End of Term
It feels like Friday even though today is Wednesday. This is primarily because Fall break begins tomorrow. It is also because today was the last day of the term, which meant Monday and Tuesday were spent with last minute scrambles to turn in work and not fail classes. But now we’re in the afternoon. All the assignments are turned in. Classes are complete. No one has to get up early tomorrow. So it feels like Friday.
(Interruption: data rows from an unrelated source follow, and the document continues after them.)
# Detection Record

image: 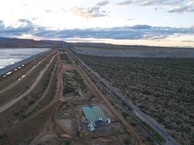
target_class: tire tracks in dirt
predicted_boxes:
[0,53,57,113]
[29,51,89,145]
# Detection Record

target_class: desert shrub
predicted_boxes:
[124,138,131,145]
[121,112,128,117]
[63,86,75,95]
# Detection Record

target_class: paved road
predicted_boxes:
[0,54,56,113]
[66,48,180,145]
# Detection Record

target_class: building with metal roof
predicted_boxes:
[82,105,110,131]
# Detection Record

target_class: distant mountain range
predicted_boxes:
[70,42,194,50]
[0,37,193,50]
[0,37,65,48]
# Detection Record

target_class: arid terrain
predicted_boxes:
[1,44,193,145]
[0,47,160,145]
[72,43,194,58]
[75,46,194,145]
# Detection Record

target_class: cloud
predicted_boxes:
[117,0,194,13]
[0,20,5,28]
[117,0,132,5]
[130,24,152,29]
[117,0,179,6]
[71,6,107,18]
[96,1,109,7]
[163,15,175,19]
[18,19,34,27]
[169,5,194,13]
[45,10,52,13]
[1,20,194,41]
[182,40,194,43]
[32,24,194,41]
[0,19,35,37]
[70,1,109,19]
[187,0,194,5]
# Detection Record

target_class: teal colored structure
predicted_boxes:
[82,105,107,123]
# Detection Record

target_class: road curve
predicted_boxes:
[66,47,180,145]
[0,54,57,113]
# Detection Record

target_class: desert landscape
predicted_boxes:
[1,43,194,145]
[1,47,159,145]
[1,1,193,144]
[74,45,194,145]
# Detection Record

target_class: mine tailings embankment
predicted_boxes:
[0,49,51,76]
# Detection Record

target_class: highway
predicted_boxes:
[66,47,180,145]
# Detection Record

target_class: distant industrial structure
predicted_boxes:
[82,105,111,131]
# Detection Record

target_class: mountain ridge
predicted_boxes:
[0,37,65,48]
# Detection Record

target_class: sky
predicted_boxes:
[0,0,194,47]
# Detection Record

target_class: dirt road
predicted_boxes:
[27,50,141,145]
[0,51,56,95]
[67,47,181,145]
[29,51,64,145]
[29,51,91,145]
[0,54,57,113]
[65,48,142,145]
[77,66,142,145]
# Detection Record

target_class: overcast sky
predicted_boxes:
[0,0,194,47]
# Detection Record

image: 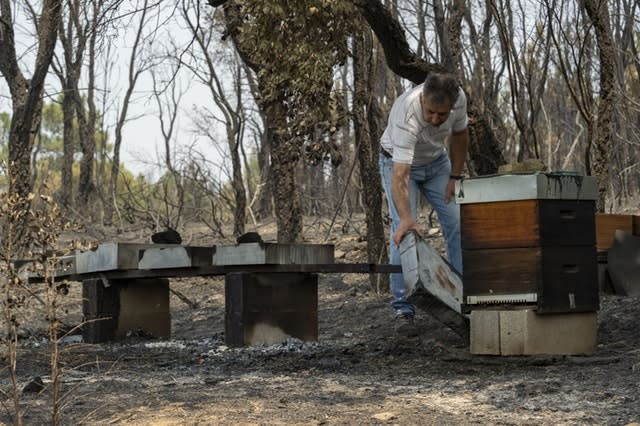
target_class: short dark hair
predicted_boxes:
[422,73,460,106]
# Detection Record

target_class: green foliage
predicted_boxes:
[39,101,66,155]
[232,0,356,163]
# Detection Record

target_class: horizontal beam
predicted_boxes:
[28,263,402,283]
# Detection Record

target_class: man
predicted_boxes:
[379,72,468,334]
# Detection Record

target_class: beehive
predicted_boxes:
[456,173,599,314]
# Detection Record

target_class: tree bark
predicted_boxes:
[0,0,62,252]
[582,0,617,212]
[0,0,62,197]
[353,23,389,292]
[268,104,303,242]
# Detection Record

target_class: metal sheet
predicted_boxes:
[74,242,186,273]
[213,242,334,266]
[138,246,215,270]
[400,231,463,314]
[455,173,597,204]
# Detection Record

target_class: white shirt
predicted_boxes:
[380,84,468,166]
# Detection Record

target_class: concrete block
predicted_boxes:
[470,310,500,355]
[470,308,597,356]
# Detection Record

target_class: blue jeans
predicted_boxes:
[379,152,462,315]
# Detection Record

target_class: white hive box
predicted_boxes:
[455,172,597,204]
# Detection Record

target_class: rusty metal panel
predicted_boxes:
[400,231,463,314]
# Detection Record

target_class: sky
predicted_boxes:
[0,1,226,182]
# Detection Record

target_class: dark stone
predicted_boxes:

In this drifty free-from-deadlines afternoon, I’m pondering how my kids are beginning to be self steering. College girl has known her life path for six years now, but the other three have been lost and floundering. They’ve been in that space where childhood is over and they desperately need a focus, something to motivate and provide identity, but they don’t know what it should be. As of this month all three younger kids have found a focus and a way forward. They each came to it in their own way and in their own time. Mostly without fanfare, just an “oh by the way mom, I want to be a ________.” For the two in school, the change is subtle, but profound. Their dreams depend on attending college, so all classes matter a bit more than they used to. This doesn’t make getting things done easy. The struggles are real, but it does mean they’re engaged with the struggle instead of trying to dodge it completely. They’re starting to steer, and that is wonderful.
Today is a one of those small triumphs that pass unnoticed. They succeeded at end-of-term push. They’ve kept up with their online classes. There is measurable progress. There is more to do. We have more terms ahead of us, more work to manage. But I can let today be calm and quietly triumphant.